En fait, nous pouvons définir comme suit : en particulier avec la pratique récente dans les régimes totalitaires, ce qui limite l’espace de liberté, on commence à voir de nouveau qu’on ne peut plus respirer avec la montée du fascisme dans les zones micro ou macro en Turquie. L’histoire de la République de la Turquie est l’histoire de la capacité des Arméniens, des Kurdes et d’autres peuples à exiler. Le génocide arménien a créé un exil d’arménité dans sa mémoire de siècle. De même, cette raison sera valable pour la Palestine et peut-être le peuple arabe syrien. Il doit être lu non seulement comme l’évasion d’un régime totalitaire, de guerre et de violence, mais aussi comme une évasion de la société haineuse, comme un lieu de refuge pour les exilés (…), comme un refuge pour les dissidents. En tant que nécessité, nous sommes peut-être en exil, mais cette nécessité apparaît également comme une demande. Pour moi, il ne s’agit pas simplement d’un piège dans lequel je vais m’enfermer, un puits de nostalgie.
 
Quand je venais en exil, je me posais la question de savoir comment traduire les conséquences politiques de ceci en un espace de vie, comment résister au fascisme ? Comment ceux qui ne peuvent pas voir leurs familles, leurs proches pendants le longues années, ont-ils pu supporter l’exil ? Imaginez que vous veniez d’une sphère sociale folle, de l’expérience du pouvoir politique, et que bien que l’exil est l’endroit où vous cherchez l’asile, vous essayez de le transformer en une politique de la vie. Ma première écriture sur l’exil était dédiée à mon fils, Loran Mîro, né en exil.
 
Adorno avait dit [écrivant sur l’exil] : « Il fait aussi partie de la morale de ne pas habiter chez soi » … Comment décririez-vous l’état d’itinérance ?
 
Adorno n’était pas aussi malchanceux que Benjamin lors de la II guerre mondiale, alors qu’il s’exilait en Amérique et que les Juifs étaient tués dans les camps, il criait au milieu du silence et il disait ceci : « Il fait aussi partie de la morale de ne pas habiter chez soi ». Nous ne pourrons peut-être pas lire cela aujourd’hui comme un problème de moralité, mais être déporté politiquement aujourd’hui, comme le lieu de la création, nous pouvons envisager des moyens de créer des voies pour redéfinir le désir de libération ou un lieu de reproduction. C’est un état d’agitation, un lieu propice à la guérison des traumatismes. Je pense que les Kurdes sont un élément de base important sur cette question. En transformant l’exil en un royaume de création et en établissant la résistance, les Kurdes ont d’abord expérimenté l’autonomie dans le lieu de l’exil en tant que société sans État, créant des zones d’exil pour la télévision, la presse, l’art, la littérature, la dynamique politique et la solidarité sociale.
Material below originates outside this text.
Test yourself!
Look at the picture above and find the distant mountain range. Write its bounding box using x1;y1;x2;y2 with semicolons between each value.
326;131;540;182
Imaginez une société sans État et un peuple qui prépare l’avenir, au cours de ce siècle d’expérience, il a créé cette tristesse hautaine qu’il a cachée dans son bagage en tant qu’espace de liberté. Oui, dans ce sens, l’exil n’est pas la disparition, c’est exister. Etre sans foyer n’est pas seulement une métaphore chez les Kurdes, mais plutôt une expression décrivant la délocalisation d’une dynamique entière. Les Kurdes sont sortis de victimisation en exil et ont désormais le pouvoir de parler de leur propre corps en tant que matière et sujet. Bien que l’exil fournisse souvent la fermeture pathologique pour d’autres, qu’il sert de rideau décrit par Saïd, tandis que pour les Kurdes et les autres peuples apatrides, il peut devenir un espace de rencontre d’autres valeurs d’au-delà d’Etat, un champ de rencontre et de dialogue. L’exil est un voisinage, un lieu de reconstruction de voisinage avec certaines valeurs et actions volontaires. En ce sens, comme je l’ai déterminé au début, il peut être considéré comme un lieu où les Kurdes peuvent établir leurs mémoires brunes avec une mémoire anticoloniale et la libérer.